Dmitry Chestnykh at Coding Robots followed Deep Apple’s lead and uncovered similar localization strings for “.Mac” elsewhere in 10.5.3, including Safari and Apple Mail. Chestnykh writes:
I looked into binaries to find out what the new name is, but it seems like apps take this value from /System/Library/PreferencePanes/Mac.prefPane, which still has the old name. It seems like it will be updated via Software Update once Apple renames .Mac and — boom! — all your apps will have the new name.
It’s not exactly a secret that, as I wrote a few weeks ago, .Mac is .bad. But in addition to the service being of sketchy quality, the name is crap, too. It looks and sounds silly, for one thing (you know it’s a bad name when the gist of it is so similar to that of a Microsoft initiative like .NET), but for another, tying the service’s name explicitly to “Mac” would make it awkward to, say, introduce new features for over-the-network synching of data to iPhones and iPods belonging to Windows users.1
Why expand .Mac to include iPhone synching?
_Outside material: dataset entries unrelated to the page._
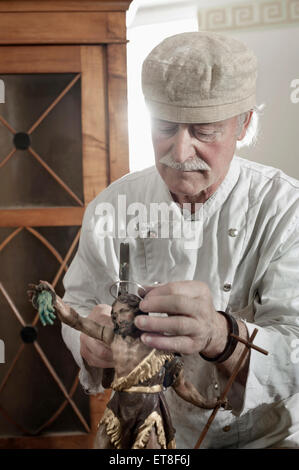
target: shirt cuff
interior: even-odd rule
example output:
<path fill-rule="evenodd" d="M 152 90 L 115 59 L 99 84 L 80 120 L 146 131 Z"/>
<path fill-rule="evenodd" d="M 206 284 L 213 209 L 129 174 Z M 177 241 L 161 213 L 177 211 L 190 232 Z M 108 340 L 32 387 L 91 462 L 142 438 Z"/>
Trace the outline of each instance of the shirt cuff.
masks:
<path fill-rule="evenodd" d="M 243 386 L 235 380 L 228 394 L 229 404 L 235 416 L 245 414 L 248 410 L 255 409 L 261 403 L 267 401 L 266 391 L 269 387 L 269 376 L 272 370 L 272 356 L 270 351 L 273 348 L 273 342 L 271 340 L 271 334 L 256 324 L 247 323 L 245 321 L 244 323 L 247 327 L 249 338 L 255 329 L 258 330 L 253 344 L 265 349 L 269 354 L 265 355 L 250 348 L 246 384 Z M 246 361 L 246 359 L 244 359 L 244 361 Z"/>
<path fill-rule="evenodd" d="M 246 383 L 242 385 L 235 379 L 227 394 L 229 409 L 235 416 L 245 414 L 248 410 L 256 408 L 265 401 L 265 395 L 267 395 L 265 390 L 269 387 L 269 375 L 272 369 L 270 350 L 273 348 L 273 344 L 271 345 L 271 334 L 256 324 L 247 323 L 244 320 L 241 321 L 245 323 L 249 337 L 254 329 L 257 328 L 258 332 L 253 340 L 253 344 L 269 351 L 269 354 L 264 355 L 250 348 Z M 246 362 L 247 357 L 244 359 L 243 364 Z M 217 369 L 217 375 L 220 389 L 224 390 L 229 377 L 219 369 Z"/>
Consider the new over-the-air push synching of email, contacts, and calendars Apple has already revealed for the scheduled-for-release-next-month iPhone OS 2.0. As it stands now, these features will only be available for users of Microsoft Exchange. Awkward. Assuming Apple wants to bring similar features to non-Exchange users, too, what we now call .Mac seems the mostly likely route.
But so what might the new name be? Sync and web seem like apt words, but Apple’s already used “iSync” and “iWeb”. Mobile, perhaps? That fits with Apple’s priorities. At the end of my “Why Apple Won’t Buy Adobe” piece two weeks ago, I wrote:
And so if Apple, under Jobs, is tightly focused, what is it that they’re focused on? It’s not the pro market. It’s mobility — iPhone, iPod, MacBook Air.
“iMobile”, though, sounds wrong.2 But a bit of searching leads back to these reports from January 2006 regarding trademark filings from Apple for the term “Mobile Me”. AppleInsider reported that Apple filed four separate filings for the term, including two portable electronic devices and a music-over-the-network service. But it’s the fourth filing for “Mobile Me” that’s the most interesting:
“Telecommunication services; electronic transmission and retrieval of data, images, audio, video and documents, including text, cards, letters, messages, mail, animations, and electronic mail, over local or global communications networks, including the internet, intranets, extranets, television, mobile communication, cellular and satellite networks; electronic transmission of computer software over local or global communications networks, including the internet, intranets, extranets, television, mobile communication, cellular, and satellite networks; electronic mail services; facsimile transmission; web site portal services; providing access to databases and local or global communications networks, including the internet, intranets, extranets, television, mobile communication, cellular, and satellite networks; internet service provider services; message transmission services, namely, electronic transmission of messages; telecommunication services for the dissemination of information by mobile telephone, namely the transmission of data to mobile telephones; mobile telephone communication services.”
Sounds a bit like the description of a revamped .Mac geared toward over-the-network synching to iPhones, no?